Setiap kelompok memiliki hak untuk menjalankan ajaran agamanya masing-masing dan dijamin keamanan serta kebebasannya. Selain itu, piagam ini juga menekankan pentingnya persatuan dan solidaritas antarwarga Madinah dalam menghadapi ancaman eksternal. Dengan menyusun Piagam Madinah, Nabi Muhammad SAW menunjukkan bahwa Islam mengakui dan menghormati keragaman sebagai bagian dari kehidupan bermasyarakat yang harmonis.
Selain contoh-contoh besar tersebut, ada juga cerita sederhana namun penuh makna tentang bagaimana Nabi Muhammad SAW memperlakukan tetangganya yang berbeda agama. Nabi selalu menekankan pentingnya berbuat baik kepada tetangga, tak peduli apa pun agama atau sukunya. Ada kisah yang menyebutkan tentang seorang tetangga Yahudi yang sering kali menyakiti Nabi dengan melemparkan kotoran di depan rumahnya.
Namun, Nabi tidak pernah membalas dendam. Justru, ketika suatu hari Nabi tidak melihat kotoran tersebut, beliau mencari tahu dan mendapati bahwa tetangga tersebut sedang sakit. Nabi kemudian menjenguknya dan mendoakannya, yang pada akhirnya membuat sang tetangga tersentuh oleh kebaikan hati Nabi dan akhirnya memeluk Islam. Sikap ini menunjukkan betapa besarnya toleransi dan kasih sayang Nabi Muhammad SAW, yang selalu berupaya membalas keburukan dengan kebaikan.
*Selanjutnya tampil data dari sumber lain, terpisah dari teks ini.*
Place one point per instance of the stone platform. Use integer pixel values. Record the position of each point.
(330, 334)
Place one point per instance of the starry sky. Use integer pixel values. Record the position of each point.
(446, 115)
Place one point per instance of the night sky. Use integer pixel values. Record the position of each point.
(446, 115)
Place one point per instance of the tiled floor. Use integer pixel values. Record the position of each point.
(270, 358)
Dalam setiap peringatan Maulid Nabi, umat Islam diingatkan untuk tidak hanya merayakan kelahiran Rasulullah, tetapi juga meneladani sifat-sifat luhur beliau, terutama dalam hal toleransi. Toleransi yang ditunjukkan oleh Nabi Muhammad SAW adalah pelajaran yang sangat relevan dalam konteks dunia saat ini, di mana perbedaan sering kali menjadi sumber konflik dan ketegangan. Nabi mengajarkan bahwa perbedaan adalah kenyataan yang harus dihormati dan dikelola dengan bijaksana, bukan sebagai alasan untuk bermusuhan atau menyingkirkan satu sama lain.
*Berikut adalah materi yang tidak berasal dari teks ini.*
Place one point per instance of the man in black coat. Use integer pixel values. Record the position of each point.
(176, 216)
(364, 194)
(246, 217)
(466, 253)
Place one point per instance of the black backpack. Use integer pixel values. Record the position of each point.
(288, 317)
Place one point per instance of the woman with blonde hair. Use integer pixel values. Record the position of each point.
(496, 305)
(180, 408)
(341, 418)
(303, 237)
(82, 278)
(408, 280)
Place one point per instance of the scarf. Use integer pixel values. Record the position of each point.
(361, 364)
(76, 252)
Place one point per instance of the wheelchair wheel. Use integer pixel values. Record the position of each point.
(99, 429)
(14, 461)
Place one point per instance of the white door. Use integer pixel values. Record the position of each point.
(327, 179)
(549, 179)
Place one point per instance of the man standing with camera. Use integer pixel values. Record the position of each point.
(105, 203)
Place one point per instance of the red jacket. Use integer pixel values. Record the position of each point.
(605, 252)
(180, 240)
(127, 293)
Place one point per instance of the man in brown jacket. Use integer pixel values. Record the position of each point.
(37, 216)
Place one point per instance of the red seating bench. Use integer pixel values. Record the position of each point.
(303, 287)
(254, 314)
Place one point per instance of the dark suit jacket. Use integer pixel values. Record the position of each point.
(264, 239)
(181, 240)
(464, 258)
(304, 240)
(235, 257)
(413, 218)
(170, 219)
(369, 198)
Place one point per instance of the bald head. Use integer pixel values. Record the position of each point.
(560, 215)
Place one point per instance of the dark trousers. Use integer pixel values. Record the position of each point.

Melalui peringatan Maulid, kita dapat memperkuat tekad untuk mengikuti jejak Nabi dalam membangun masyarakat yang lebih damai dan harmonis. Toleransi bukan hanya sekadar konsep, tetapi harus menjadi nilai yang diwujudkan dalam tindakan sehari-hari, mulai dari cara kita berinteraksi dengan keluarga, tetangga, hingga komunitas yang lebih luas. Dengan belajar dari toleransi Nabi, kita tidak hanya memperbaiki diri sebagai individu, tetapi juga berkontribusi dalam menciptakan lingkungan yang lebih harmonis dan berkeadilan.